Traditional low-rank matrix factorization methods (e.g. the
SVD), minimize the L2 loss, i.e., the sum of squared residuals
between the known entries and the reconstruction given by a
product of two low rank matrices. It is known, however, that
the L2 loss is sensitive to outliers. One remedy is given by
replacing the L2 loss by the L1 loss, which is known to be
more robust against outliers. In computer vision two
approaches ([A],
and [B])
have been proposed for low-rank matrix factorization under the
L1 loss, which have demonstrated promising results. One
project could have the goal of implementing one of the two
algorithms, and compare it against a state-of-the-art method,
which minimizes the L2 norm. Another option would be to
implement both algorithms and compare one against each other.

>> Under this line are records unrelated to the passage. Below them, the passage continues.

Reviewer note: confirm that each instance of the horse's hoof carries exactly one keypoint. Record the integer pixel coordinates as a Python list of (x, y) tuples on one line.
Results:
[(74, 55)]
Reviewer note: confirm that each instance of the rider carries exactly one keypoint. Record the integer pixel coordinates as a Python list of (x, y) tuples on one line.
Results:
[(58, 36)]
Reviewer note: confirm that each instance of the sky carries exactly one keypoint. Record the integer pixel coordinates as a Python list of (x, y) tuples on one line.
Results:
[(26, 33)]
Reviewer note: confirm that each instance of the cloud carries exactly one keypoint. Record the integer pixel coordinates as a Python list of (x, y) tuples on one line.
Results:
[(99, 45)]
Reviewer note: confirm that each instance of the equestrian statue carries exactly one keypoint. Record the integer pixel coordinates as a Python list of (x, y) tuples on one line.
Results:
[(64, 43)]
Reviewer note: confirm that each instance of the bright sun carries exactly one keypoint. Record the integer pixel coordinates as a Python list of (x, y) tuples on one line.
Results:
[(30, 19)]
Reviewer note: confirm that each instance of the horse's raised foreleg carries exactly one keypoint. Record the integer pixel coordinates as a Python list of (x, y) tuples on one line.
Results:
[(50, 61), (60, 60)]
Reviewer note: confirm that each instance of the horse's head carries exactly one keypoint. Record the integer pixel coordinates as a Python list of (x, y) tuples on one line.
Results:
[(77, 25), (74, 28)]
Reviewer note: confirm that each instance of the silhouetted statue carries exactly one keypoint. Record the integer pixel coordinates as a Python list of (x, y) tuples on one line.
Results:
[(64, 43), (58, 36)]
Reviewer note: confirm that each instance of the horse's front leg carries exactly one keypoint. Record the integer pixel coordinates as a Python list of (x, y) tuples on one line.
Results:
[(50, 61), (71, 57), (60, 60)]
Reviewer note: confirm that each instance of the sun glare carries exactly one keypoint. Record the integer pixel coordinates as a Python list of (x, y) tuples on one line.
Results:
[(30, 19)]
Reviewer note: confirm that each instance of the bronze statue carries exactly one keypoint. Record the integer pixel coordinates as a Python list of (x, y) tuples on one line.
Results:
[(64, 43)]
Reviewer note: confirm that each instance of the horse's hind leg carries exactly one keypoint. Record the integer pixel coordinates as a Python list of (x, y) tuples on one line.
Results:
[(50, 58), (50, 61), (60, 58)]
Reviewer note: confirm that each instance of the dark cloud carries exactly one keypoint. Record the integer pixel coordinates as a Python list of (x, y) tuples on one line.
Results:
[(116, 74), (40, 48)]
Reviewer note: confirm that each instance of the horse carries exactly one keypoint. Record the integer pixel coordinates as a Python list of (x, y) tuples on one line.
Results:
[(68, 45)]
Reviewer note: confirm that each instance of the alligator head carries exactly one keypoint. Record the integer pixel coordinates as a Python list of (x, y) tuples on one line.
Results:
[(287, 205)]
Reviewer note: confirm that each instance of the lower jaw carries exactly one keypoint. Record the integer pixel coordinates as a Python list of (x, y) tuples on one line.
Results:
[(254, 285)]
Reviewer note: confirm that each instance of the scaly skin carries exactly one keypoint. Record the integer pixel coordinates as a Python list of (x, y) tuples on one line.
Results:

A third project idea would be to extend one of the two L1
algorithms by adding regularization terms for the factors
composing the matrix factorization, and compare the extension
against the original algorithm. The idea for each of those
projects woudl be to use the algorithms for collaborative
filtering, for which there is a widely used benchmark
datasets, the MovieLens.
- We have learned that parameter estimation for Hidden Markov
Models (HMMs) can be carried out with the Baum-Welch algorithm
(EM), which we know may converge onto a local optima. Newer
approaches, such as [C]
and [D],
can avoid this problem. The goal of this project is to
implement both of these algorithms (code for [D] is
available), and compare them against each other, or against
the traditional Baum-Welch algorithm. The comparison should be
done on datasets different from those used in the original
papers. Dynamic dataset examples include brain
wave signals, the CMU
motion capture dataset, the time series data of the UC
Irvine Machine Learning Repository, or any other dataset
of your choice.
- The problem of information extraction from text is very
important. The goal of this project is to extract person names
from an email. You can download a dataset of emails from here.
You could start by looking at this paper [E],
and compare it with a newer approach. This can be seen also as
a Sequential Labeling problem, where an email is composed by a
sequence of tokens, and each token can have either a label of
"person-name" or "not-a-person-name".
- The Enron
E-mail data set contains about 500,000 e-mails from
about 150 users. The goal of this project would be to
implement and compare a number of classification approaches
that attempt to identify the person that sent the email based
solely on the email body.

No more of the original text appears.